3. I wanted to do something for my friends and family with young kiddos, so I started a YouTube channel where I read books to kids.  I have had so much fun with this one!  I love to read, and I have always read to my Punkins, so this was just a natural for me!
4. I have started to enjoy my marriage. Yes! I have started to enjoy spending time with my husband.  We have talked a LOT!  We have made some plans for the future for US! We have decided we are going to make it.  We are going to be ok.  When life goes back to being crazy busy again, we have some plans to keep our "us time" truly "US" time.  I know it won't be easy some times, but I am determined to find a way to make it happen.  This was too much of an eye opener to just let it go back to how it was!  Life is truly short and unpredictable as we found out when Troy had his heart attack.  He had about 30 minutes left before he would have died, we were told.  If we hadn't gotten him there when we did...
5. I've put more time into taking care of my parents.  No, I can't visit with them, but I can get their groceries, and I can get their prescriptions, and I can take them dinner on Fridays, keeping our Friday night dinner tradition going. My sister is an absolute angel, and takes my parents to all of their appointments, and sees them regularly during the week during "normal" times.  I see them on Friday nights for dinner normally.  Since this "stay at home" time, I have enjoyed seeing them Wednesdays, if only for a few minutes, when I drop off their weekly groceries and any prescriptions, etc.  It's a very small thing, but it has actually been really great for me to be able to do this!  I have enjoyed it tremendously.
6. I have loved having Saturday and Sunday to do nothing if that's what we choose to do!  Instead of spending two days cleaning, doing laundry, and meal prepping, I can spend the time taking long walks with my daughter-in-law talking and bonding, taking walks with Troy, and doing whatever we feel like doing.  I will truly miss my relaxing weekends!
7. I have maintained, and evened ramped up my workout routines.  I have been doing a LOT of virtual workout classes.  A LOT!  Like sometimes two a day.  But this makes me very happy. You know, endorphins, and all that!  And since I'm cooking and baking all kinds of good food, this has helped me not gain any weight, and actually has changed my body in a positive way.  I've been super happy with this part of staying at home!

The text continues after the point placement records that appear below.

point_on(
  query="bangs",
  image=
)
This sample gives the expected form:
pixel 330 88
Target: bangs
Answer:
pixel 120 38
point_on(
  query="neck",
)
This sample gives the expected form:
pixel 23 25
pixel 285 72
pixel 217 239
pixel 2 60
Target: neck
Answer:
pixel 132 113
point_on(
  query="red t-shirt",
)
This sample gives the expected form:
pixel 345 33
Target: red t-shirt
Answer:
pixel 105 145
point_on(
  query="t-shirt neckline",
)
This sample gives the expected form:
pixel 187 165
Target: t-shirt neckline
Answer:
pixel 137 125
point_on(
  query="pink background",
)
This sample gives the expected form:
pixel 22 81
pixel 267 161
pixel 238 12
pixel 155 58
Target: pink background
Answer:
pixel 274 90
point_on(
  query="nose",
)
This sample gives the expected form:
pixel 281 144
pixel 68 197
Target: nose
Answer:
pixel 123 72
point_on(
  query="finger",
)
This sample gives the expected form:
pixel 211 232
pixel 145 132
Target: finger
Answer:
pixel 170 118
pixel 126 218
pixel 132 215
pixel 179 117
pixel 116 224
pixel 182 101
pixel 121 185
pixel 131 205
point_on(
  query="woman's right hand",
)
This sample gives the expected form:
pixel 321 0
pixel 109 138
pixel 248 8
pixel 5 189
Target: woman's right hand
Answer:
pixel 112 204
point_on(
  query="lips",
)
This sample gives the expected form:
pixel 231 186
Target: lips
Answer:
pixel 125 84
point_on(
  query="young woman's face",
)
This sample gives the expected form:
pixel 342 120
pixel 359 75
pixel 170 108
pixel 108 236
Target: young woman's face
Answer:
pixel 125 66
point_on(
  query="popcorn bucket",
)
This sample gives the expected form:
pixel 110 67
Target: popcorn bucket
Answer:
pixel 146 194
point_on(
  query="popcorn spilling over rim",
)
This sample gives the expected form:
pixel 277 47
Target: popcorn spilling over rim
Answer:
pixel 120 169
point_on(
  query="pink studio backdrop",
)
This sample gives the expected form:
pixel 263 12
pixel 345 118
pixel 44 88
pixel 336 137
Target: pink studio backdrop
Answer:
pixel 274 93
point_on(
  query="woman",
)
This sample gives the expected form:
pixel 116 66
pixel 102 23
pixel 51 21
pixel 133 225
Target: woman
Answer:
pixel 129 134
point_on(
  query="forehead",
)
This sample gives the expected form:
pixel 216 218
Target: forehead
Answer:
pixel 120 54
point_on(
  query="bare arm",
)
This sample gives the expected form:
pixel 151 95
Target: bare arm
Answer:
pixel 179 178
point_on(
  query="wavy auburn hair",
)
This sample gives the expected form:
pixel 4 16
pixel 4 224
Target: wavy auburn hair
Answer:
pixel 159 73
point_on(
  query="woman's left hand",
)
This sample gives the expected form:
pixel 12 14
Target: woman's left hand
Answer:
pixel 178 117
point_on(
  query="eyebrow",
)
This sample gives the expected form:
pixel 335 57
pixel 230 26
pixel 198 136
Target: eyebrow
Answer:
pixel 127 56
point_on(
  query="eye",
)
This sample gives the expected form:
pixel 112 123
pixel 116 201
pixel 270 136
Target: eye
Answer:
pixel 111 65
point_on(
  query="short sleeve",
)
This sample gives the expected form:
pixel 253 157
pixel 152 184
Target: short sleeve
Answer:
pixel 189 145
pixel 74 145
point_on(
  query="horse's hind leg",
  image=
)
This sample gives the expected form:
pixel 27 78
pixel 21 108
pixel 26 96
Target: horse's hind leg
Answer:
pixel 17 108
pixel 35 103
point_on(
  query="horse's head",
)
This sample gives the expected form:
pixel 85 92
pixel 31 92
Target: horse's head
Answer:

Now I've been told that I am going back to work soon.
I don't want to go back to work.  Do I need a paycheck?  Oh yes!  Unemployment has been a very big problem, and I have not had a paycheck since my last one at work before the stay at home time.  I NEED a paycheck.  But, I love my life at home.  I love being able to wake up later (usually 6), get up, have my coffee and breakfast, get my project for the day done, and be ready to hang out with Troy when he gets home, and then make him a nice dinner.  I have become "The Happy Homemaker"! Never, EVER, did I see myself enjoying this! 

So, to sum this all up, I just want you all to know, that there is always a chance that your life can change without you realizing what is happening.  This has all taken me by surprise!  And I'm so glad it did!  Am I worried about what will happen when life goes back to normal?  Absolutely!  But I know what life CAN be like.  I know what I can feel like when I'm happy.  So I will do everything I possibly can to stay this way.  I love my life right now.  I miss my family, but I know we will be together soon, and can make up for lost time.  We are all still healthy, and that is huge!

Bottom line, we all need to unplug once in a while, and if we aren't willing to do it on our own, sometimes life has a way of making us do it!  Thank you life!